13. Hukuk Dairesi 2015/21476 E. , 2017/9679 K.
"İçtihat Metni"MAHKEMESİ:Asliye Hukuk Mahkemesi
Taraflar arasındaki alacak davasının yapılan yargılaması sonunda ilamda yazılı nedenlerden dolayı davanın kısmen kabulüne kısmen reddine yönelik olarak verilen hükmün süresi içinde davacı ve davalı avukatınca temyiz edilmesi üzerine dosya incelendi gereği konuşulup düşünüldü.
K A R A R
Davacı, ... plakalı ... model ... marka minibüsü davalıdan 5.6.2006 tarihinde 12.800,00TL bedelle satın aldığını, 10.7.2008 tarihinde ise aynı aracı dava dışı ... "a sattığını, 21.5.2009 tarihinde çalıntı araca sahte motor veya şase numarası verilmesi nedeniyle el konulduğunu, ... tarafından aleyhinde ... 1. Asliye Hukuk Mahkemesi"nin 2012/450 E sayılı dosyası ile satış bedelinin iadesi istemiyle açılan davanın kabulüne karar verildiğini ileri sürerek; davalı ile yapılan satış sözleşmesinin iptali ile ödenen 12.800,00TL"nin 5.6.2006 tarihinden işleyecek yasal faiziyle birlikte tahsiline karar verilmesini istemiştir.avalı, davanın reddini dilemiştir.

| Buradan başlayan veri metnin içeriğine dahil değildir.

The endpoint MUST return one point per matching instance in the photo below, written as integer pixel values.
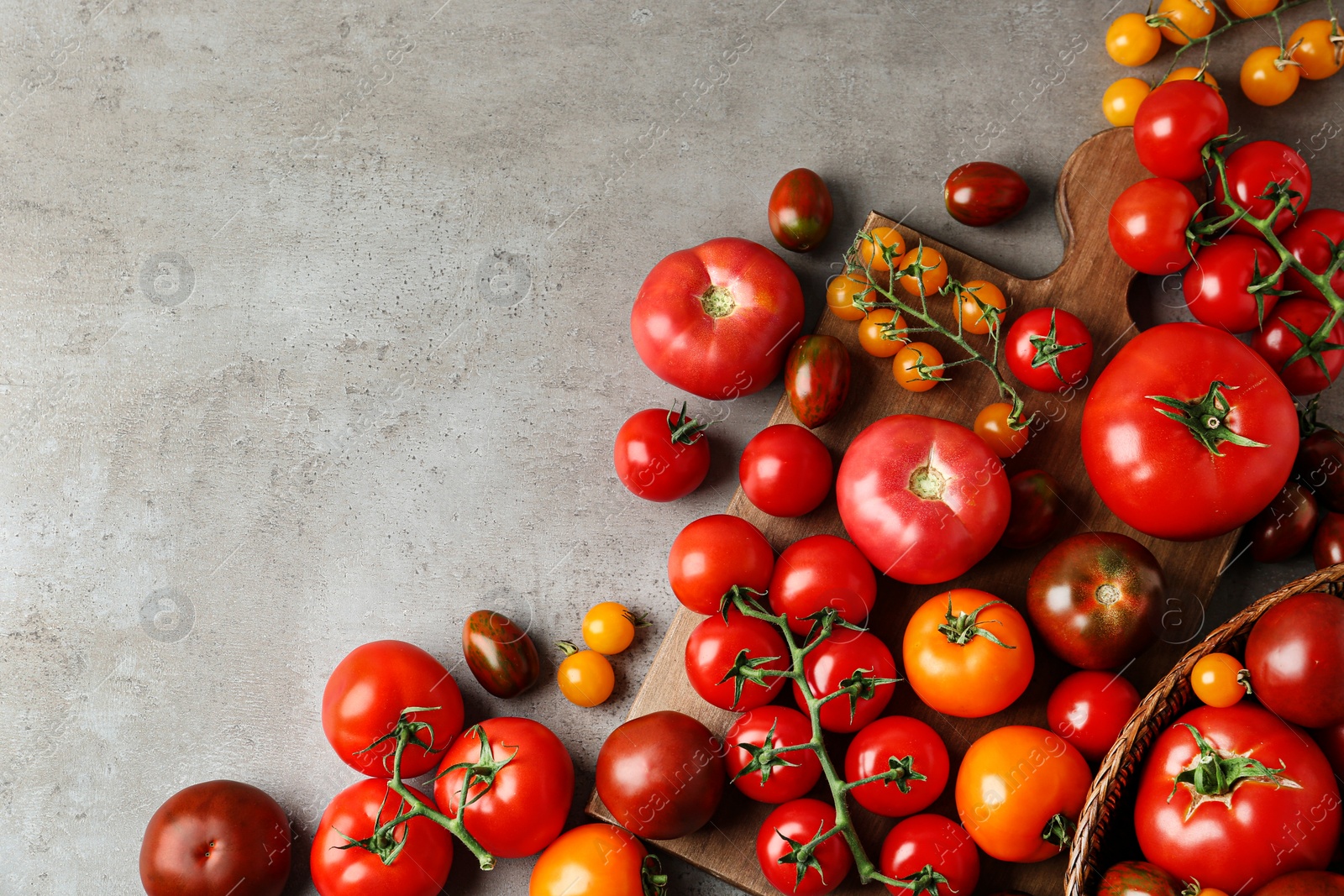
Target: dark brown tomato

Mahkemece, davanın kısmen kabulüne, 10.200,00 TL"nin 5.6.2006 tarihinden işleyecek yasal faiziyle birlikte davalıdan tahsiline, fazlaya ilişkin talebin reddine karar verilmiş; hüküm, taraflarca temyiz edilmiştir.
1-Davacı katılma yoluyla temyiz talebinde bulunmuş olup, davalının temyiz dilekçesini 30.3.2015 tarihinde tebliğ almış, temyiz dilekçesini ise yasal 10 günlük temyiz süresi aşılarak 13.4.2015 tarihinde verdiği anlaşılmakla davacının temyiz talebinin süre aşımı nedeniyle reddine karar vermek gerekmiştir.Davalının temyiz itirazlarının incelenmesinde;
2-6100 sayılı Hukuk Muhakemeleri Kanunu"nun (HMK) Hükmün kapsamı başlıklı 297. maddesinde; "hükmün, tarafların iddia ve savunmalarının özetini, anlaştıkları ve anlaşamadıkları hususları, çekişmeli vakıalar hakkında toplanan delilleri, delillerin tartışılması ve değerlendirilmesini, sabit görülen vakıalarla bunlardan çıkarılan sonuç ve hukuki sebepleri kapsayacağı" düzenlenmesine yer verilmiştir. Bu açıklamalar ışığında somut olay değerlendirildiğinde, davacının satış sözleşmesinin iptaline yönelik talebi bakımından hüküm kısmında bir değerlendirme yapılmadığı, böylelilikle az yukarıda değinilen düzenlemelere aykırılılık oluşturulduğu görülmektedir. Karar bu yönüyle usul ve yasaya aykırı olup, bozmayı gerektirir.
3- Bozma neden ve şekline göre, davalının diğer temyiz nedenlerinin şimdilik incelenmesine yer olmadığına,
4-Kabule göre de; 6098 sayılı B.K.’nun 117. maddesi hükmü uyarınca muaccel bir borcun borçlusu, alacaklının ihtarı ile mütemerrit olur. Dava konusu olayda davacının, davalıyı, dava tarihinden evvel temerrüde düşüren ihtarı söz konusu olmadığı halde, mahkemece sözleşme tarihinden itibaren faiz işletilmesine karar verilmiştir. O halde mahkemece, davalının daha önce temerrüde düşürülmediği dikkate alınarak, dava tarihinden itibaren faiz yürütülmesi gerekirken yazılı şekilde karar verilmiş olması usul ve yasaya aykırı olup bozma nedenidir.
SONUÇ: Yukarıda açıklandığı üzere; 1- numaralı bentte açıklanan nedenlerle davacının temyiz dilekçesinin süre yönünden reddine, ve 2- nolu bentde açıklanan nedenle hükmün davalı yararına bozulmasına, 3- bozma nedenine göre davalının diğer temyiz nedenlerinin incelenmesine şimdilik yer olmadığına, peşin alınan 27,70 TL harcın istek halinde davacıya iadesine, 174,42 TL harcında davalıya iadesine, HUMK’nun 440/III-1 maddesi uyarınca karar düzeltme yolu kapalı olmak üzere, 18/10/2017 gününde oybirliğiyle karar verildi.